Molecular subtypes identification to refine breast cancer prognosis
Haibe-Kains B
Breast cancer is a global
public health issue. It is the most frequently diagnosed malignancy in
women in the western world and the commonest cause of cancer death in
European and American women. In Europe, one out of eight to ten women,
depending on the country, will develop breast cancer during their
lifetime.
During the last two decades, several clinical and pathological
indicators such as histological grade, tumor size and lymph node
involvement have been used for the survival prediction of breast cancer
patients independently of treatment, also known as prognostication.
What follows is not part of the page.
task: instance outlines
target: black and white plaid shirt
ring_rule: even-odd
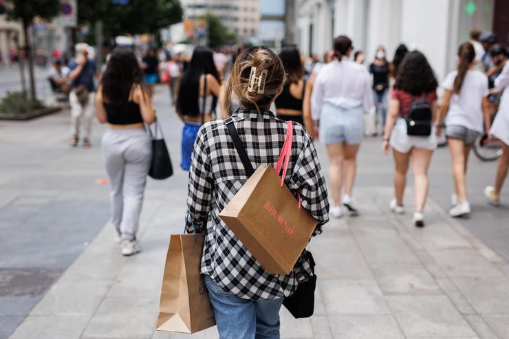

Examples of clinical guidelines to the selection of patients who should
receive adjuvant therapy are the St Gallen consensus criteria
(Goldhirsh et al., JCO 2003), the NIH guidelines (Eifel et al., JNCI
2001), the Nottingham prognostic index (Galea et al., BCRT 1992) and
Adjuvant! Online Olivotto et al., JCO 2005). Although BC
prognostication has been the object of intense research, a still open
challenge is how to detect patients who need adjuvant systemic therapy.
The advent of array-based technology and the sequencing of the human
genome brought new insights into breast cancer biology and prognosis.
Several research teams conducted comprehensive genome-wide assessments
of gene expression profiling. Perou et al. highlighted the key
molecular differences between breast tumors (Perou et al, Nature 2000).
Several subtypes were identified based mainly on ER and HER2 signaling
pathways and proliferation. These subtypes exhibited different clinical
outcome, making this classification the first prognostic classifier.
Other research groups identified prognostic gene expression signatures.
Examples of gene signatures which were obtained by studying the
relationship between gene expression profiles and clinical outcome, are
the 70-gene (van't Veer et al., Nature 2002) and the 76-gene (Wang et
al., Lancet 2005) signatures. Another example of gene signature,
called GGI, was defined to characterize at the molecular level the
histological grade, a well-established pathological indicator rooted in
the cell biology of breast cancer (Sotiriou et al., JNCI 2006). With
respect to clinical guidelines, these signatures were shown to
correctly identify a larger group of low-risk patients not needing
treatment in the global population of breast cancer patients. This is
particularly relevant for clinicians since reducing treatments means
also reducing potential side effects and cutting costs.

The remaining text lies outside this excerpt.